Based on the jurisprudence of the Administrative Court of Montenegro (judgment U. no. 9676/17 of 9 November 2018), the decision terminating a right based on the decision of the Constitutional Court is a declaratory act establishing the termination of a certain right, while the moment of termination is related to the termination of the validity of the regulation, i.e. the date of publication of the Constitutional Court’s decision. Therefore, from the day when the decision is published, the right to an old-age pension for persons who have achieved it based on Article 17, paragraph 1 of the LPDI will be terminated.
From the date of publication of the decision, due to the termination of the application of Article 17 paragraph 1, the status of insured men who have reached the age of 66 (or 67 if they are civil servants) will remain legally unregulated if they do not have 40 years of employment, when they will achieve the right to a pension based on Article 17, paragraph 2 of the LPDI. Namely, their employment ended by force of law in accordance with the Labour Law (Article 164, paragraph 1, item 1) when they reached the age of 66 and at least 15 years of employment, but without 40 years of employment they will not be able to achieve the right to a pension because the adequate basis for this has been abolished.
Article 121 of the Constitution of Montenegro stipulates that a judge’s office is permanent and that a judge’s office ends if s/he so requests, when s/he fulfils the requirements for exercising the right to an old-age pension, and if s/he is sentenced to an unconditional prison sentence. The Law on the State Prosecutor’s Office prescribes the same for prosecutors (Article 103).

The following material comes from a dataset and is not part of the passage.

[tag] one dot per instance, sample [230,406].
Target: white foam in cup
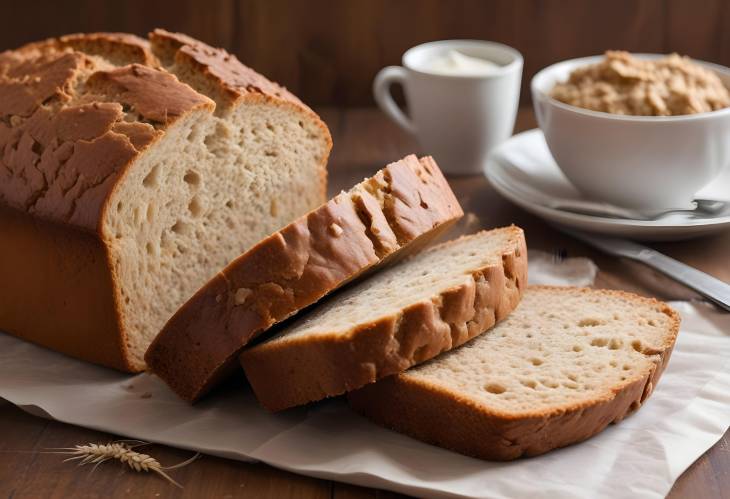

By abolishing Article 17, paragraph 1 of the LPDI, the requirement for the retirement of judges and prosecutors, and thus the termination of their offices, is 61 years of age and 40 years of employment (Article 17, paragraph 2). Since the Labour Law of Montenegro does not apply to them and the restrictions on the duration of employment from that Law (termination of employment by force of law at the age of 66 and after 15 years of employment), their offices can keep going regardless of their age until they reach 40 years of employment. Also, bearing in mind Article 197đ of the LPDI, until the end of 2028 this will affect only male judges and prosecutors.
The Human Rights Action has appealed to the Constitutional Court in a timely fashion to prevent the discrimination of female judges and state prosecutors in a different way, and not by abolishing the provision of Article 17 paragraph 1 of the LPDI, which applies to the general population. We also appealed to this Court to urgently decide on the requests of female judges and prosecutors who have ceased to hold office, to have those decisions invalidated. However, the Constitutional Court chose not to prevent discrimination against female judges and prosecutors whose offices have since ended, and to abolish more favourable requirements for retirement for all women in Montenegro while also leaving men in the lurch from the date of publication of this decision in the Official Gazette.